Google is THE DEVIL. It might be true some diseases have no apparent symptoms but your own mind can make a connection based on nothing but your own death obsessed fear. I would recommend professional help because without it, I guarantee everyone I would have been popping Valium and being destructive rather than helping myself.

I feel so much compassion for all of you with health anxiety or OCD or similar disorders, this is real. This hurts us even when we aren't actually sick. I have to donate to a charity later because the mental hell (justified or not) nothing to turn away from.

Sorry for the long post!

x

Fishmanpa
13-08-15, 13:11
Of course it was negative :D It's quite apparent it's a huge weight lifted off your shoulders. Your post is encouraging in that you recognize what this did to you and are motivated to get help and not allow the dragon to breathe fire down your neck again.

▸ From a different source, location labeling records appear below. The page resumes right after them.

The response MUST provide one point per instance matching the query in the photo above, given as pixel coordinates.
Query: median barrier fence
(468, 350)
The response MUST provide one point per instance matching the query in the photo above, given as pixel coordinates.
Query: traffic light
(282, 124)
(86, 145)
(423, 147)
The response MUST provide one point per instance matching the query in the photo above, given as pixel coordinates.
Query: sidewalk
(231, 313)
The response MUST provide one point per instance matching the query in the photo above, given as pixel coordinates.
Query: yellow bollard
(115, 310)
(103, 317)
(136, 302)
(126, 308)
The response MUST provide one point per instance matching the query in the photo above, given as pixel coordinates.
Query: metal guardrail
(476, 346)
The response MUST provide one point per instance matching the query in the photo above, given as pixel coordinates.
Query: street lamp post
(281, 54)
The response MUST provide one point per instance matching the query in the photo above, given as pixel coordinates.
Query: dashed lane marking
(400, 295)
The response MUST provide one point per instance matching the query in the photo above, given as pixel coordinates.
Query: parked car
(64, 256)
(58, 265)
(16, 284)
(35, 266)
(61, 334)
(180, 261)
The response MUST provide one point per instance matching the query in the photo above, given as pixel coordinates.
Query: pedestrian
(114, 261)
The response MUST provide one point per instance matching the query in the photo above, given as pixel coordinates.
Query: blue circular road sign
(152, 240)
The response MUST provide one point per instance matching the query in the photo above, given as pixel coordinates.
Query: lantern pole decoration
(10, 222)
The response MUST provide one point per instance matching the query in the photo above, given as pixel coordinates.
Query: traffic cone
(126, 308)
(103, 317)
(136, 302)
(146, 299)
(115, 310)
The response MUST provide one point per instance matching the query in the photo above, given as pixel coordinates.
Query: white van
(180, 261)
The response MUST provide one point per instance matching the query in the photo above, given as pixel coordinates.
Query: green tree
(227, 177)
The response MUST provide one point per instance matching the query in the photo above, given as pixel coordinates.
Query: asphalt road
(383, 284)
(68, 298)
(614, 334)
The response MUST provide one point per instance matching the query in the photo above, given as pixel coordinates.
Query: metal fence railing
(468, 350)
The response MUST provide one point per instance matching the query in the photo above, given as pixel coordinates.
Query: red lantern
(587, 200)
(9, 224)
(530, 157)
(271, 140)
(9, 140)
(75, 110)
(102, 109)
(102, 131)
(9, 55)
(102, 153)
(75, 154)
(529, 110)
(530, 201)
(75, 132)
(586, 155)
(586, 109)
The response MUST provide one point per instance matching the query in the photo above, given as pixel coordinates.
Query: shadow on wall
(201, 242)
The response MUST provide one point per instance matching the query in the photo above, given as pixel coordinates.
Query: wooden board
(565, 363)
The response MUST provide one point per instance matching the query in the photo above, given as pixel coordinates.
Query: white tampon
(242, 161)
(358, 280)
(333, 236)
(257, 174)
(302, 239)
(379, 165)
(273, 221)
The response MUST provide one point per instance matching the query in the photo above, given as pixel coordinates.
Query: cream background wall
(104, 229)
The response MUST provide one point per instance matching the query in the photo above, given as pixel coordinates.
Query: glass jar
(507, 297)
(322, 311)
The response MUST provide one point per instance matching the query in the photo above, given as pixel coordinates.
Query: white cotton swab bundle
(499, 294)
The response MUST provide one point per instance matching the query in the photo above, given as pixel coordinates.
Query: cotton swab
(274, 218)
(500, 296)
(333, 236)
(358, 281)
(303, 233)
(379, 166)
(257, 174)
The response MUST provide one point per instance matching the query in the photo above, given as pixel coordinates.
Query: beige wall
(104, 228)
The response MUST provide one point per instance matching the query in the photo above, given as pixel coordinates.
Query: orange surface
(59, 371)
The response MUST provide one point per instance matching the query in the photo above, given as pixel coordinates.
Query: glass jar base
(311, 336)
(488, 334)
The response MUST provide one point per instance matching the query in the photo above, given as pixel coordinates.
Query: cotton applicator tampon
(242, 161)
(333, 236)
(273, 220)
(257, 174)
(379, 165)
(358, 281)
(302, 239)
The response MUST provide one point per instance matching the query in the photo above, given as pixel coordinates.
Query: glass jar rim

Often times it takes an event like this to open you eyes. I hope you follow through with seeking help. I often say this. I have physical issues that can bury me 6 feet under. Those that suffer mentally do that above ground as living in constant fear and worry is not living.

Positive thoughts

confusedandalone67
13-08-15, 13:15
Of course it was negative :D It's quite apparent it's a huge weight lifted off your shoulders. Your post is encouraging in that you recognize what this did to you and are motivated to get help and not allow the dragon to breathe fire down your neck again.

Often times it takes an event like this to open you eyes. I hope you follow through with seeking help. I often say this. I have physical issues that can bury me 6 feet under. Those that suffer mentally do that above ground as living in constant fear and worry is not living.

Positive thoughts

I wish positive thoughts and health for you also. Thank you for reaching out. I do appreciate any support even online because it's a tricky thing I couldn't tell many people!

I did go through this fear before as I originally mentioned so I do have an anxiety/obsessive issue that was clouding my judgement and rationality.